There are two modes of transport for the dcdbslurmjob tool: if the *-b* argument is specified, the tool will attempt to
connect to the MQTT broker at the specified host, and transmit the job's information as an MQTT packet. On the other hand,
if the *-c* argument is used (optionally with the *-u* and *-p* arguments to specify a username and password respectively), 
the tool will attempt to connect directly to the Apache Cassandra instance at the specified host.

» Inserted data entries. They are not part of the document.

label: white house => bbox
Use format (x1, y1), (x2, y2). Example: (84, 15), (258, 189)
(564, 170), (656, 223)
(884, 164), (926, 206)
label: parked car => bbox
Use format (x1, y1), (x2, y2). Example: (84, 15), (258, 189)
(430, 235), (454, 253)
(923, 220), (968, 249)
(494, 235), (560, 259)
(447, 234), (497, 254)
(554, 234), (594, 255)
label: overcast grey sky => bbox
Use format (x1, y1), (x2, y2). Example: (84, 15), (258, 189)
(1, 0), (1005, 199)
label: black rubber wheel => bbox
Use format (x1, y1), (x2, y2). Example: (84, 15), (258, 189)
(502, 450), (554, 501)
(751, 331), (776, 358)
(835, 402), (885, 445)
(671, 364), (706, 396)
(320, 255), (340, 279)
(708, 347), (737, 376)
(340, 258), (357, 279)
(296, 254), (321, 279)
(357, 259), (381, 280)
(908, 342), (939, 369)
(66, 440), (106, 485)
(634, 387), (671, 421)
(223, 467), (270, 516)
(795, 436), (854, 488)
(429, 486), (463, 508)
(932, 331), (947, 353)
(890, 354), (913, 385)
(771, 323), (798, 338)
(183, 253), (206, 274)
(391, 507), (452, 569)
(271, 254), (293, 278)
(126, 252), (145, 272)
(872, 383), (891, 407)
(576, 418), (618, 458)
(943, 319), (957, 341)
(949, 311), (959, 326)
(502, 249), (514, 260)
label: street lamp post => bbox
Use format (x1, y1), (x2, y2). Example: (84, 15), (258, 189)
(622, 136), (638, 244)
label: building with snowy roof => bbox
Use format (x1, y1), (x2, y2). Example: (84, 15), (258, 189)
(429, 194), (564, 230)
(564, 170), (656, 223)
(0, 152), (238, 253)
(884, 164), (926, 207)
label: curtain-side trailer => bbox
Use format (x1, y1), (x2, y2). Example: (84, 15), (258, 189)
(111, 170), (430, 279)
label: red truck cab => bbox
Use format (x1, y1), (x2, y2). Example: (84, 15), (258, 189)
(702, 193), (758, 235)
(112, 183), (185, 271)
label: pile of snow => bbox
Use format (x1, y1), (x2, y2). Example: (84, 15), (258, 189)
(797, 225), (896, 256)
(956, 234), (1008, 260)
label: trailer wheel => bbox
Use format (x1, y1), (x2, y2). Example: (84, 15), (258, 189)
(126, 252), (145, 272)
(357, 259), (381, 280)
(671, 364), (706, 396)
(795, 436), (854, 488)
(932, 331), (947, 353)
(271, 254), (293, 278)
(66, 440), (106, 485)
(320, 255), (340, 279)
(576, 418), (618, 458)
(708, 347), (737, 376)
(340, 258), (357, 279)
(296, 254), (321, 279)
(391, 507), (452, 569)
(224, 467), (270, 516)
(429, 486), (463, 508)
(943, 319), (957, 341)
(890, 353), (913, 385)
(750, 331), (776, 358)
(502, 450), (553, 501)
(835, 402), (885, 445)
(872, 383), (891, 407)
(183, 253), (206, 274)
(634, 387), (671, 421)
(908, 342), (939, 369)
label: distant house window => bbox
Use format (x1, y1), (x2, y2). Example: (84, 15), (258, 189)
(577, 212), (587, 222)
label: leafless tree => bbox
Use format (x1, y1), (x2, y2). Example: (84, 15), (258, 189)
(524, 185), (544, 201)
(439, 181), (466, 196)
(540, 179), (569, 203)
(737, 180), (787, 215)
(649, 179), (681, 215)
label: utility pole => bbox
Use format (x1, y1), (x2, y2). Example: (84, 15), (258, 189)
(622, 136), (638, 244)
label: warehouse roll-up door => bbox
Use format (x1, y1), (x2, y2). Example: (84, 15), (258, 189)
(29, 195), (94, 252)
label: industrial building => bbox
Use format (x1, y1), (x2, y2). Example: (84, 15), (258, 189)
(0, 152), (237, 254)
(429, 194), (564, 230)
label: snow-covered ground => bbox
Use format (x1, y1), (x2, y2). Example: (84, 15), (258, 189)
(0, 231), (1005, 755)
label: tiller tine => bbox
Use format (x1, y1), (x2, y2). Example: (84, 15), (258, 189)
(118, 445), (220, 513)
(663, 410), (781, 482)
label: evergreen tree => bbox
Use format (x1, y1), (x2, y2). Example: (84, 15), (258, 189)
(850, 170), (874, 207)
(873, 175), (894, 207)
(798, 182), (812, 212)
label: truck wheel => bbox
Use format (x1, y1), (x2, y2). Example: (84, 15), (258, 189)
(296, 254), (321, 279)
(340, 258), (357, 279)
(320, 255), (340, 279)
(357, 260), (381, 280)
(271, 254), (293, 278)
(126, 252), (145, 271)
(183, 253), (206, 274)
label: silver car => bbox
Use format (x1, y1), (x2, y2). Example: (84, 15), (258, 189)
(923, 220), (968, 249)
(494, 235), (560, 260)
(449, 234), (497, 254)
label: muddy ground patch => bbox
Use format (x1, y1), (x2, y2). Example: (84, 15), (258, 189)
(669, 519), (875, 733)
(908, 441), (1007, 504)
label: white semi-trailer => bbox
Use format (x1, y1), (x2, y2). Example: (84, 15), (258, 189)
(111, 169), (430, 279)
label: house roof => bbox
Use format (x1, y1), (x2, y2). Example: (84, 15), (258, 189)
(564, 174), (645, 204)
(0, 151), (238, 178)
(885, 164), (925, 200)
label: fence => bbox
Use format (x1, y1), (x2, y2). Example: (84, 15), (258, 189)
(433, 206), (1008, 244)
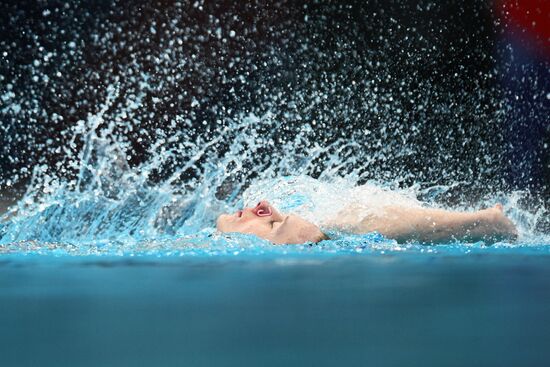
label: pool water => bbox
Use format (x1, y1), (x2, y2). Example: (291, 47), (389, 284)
(2, 242), (550, 367)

> NOTE &ensp;&ensp;&ensp;&ensp;&ensp;&ensp; While the dcdbslurmjob tool was designed primarily for HPC jobs orchestrated by
the SLURM resource manager, it is general enough to be applied to other environments as well.

## Examples <a name="dcdbslurmjobexamples"></a>

Inserting a new job into the database for the first time, by connecting directly to Cassandra: 

```bash
dcdbslurmjob -c 127.0.0.1 -j 675222 -i po977yfg -n "/mpp3/r03/c05/s06/,/mpp3/r03/c05/s02/" start
``` 

Sample output:

```
dcdbslurmjob 0.4.135-gb57cedf

Connected to Cassandra server 127.0.0.1:9042
JOBID    = 675222
USER     = po977yfg
START    = 1596543564693158000
NODELIST = /mpp3/r03/c05/s06/,/mpp3/r03/c05/s02/
SUBST    = 
NODES    = /mpp3/r03/c05/s06/ /mpp3/r03/c05/s02/
``` 

---

Stopping the same job and setting its end timestamp:

```bash
dcdbslurmjob -c 127.0.0.1 -j 675222 stop
``` 

Sample output:

```
dcdbslurmjob 0.4.135-gb57cedf

Connected to Cassandra server 127.0.0.1:9042
JOBID = 675222
STOP  = 1596543717613674000
``` 

# Other Tools <a name="othertools"></a>

Other tools, which are not covered in this document, are supplied with DCDB for specific use cases. These
are the following:

* *dcdbunitconv*: a simple unit conversion tool for sensor data values.
362
* *dcdbcsvimport*: allows to convert and insert CSV sensor data into an Apache Cassandra database.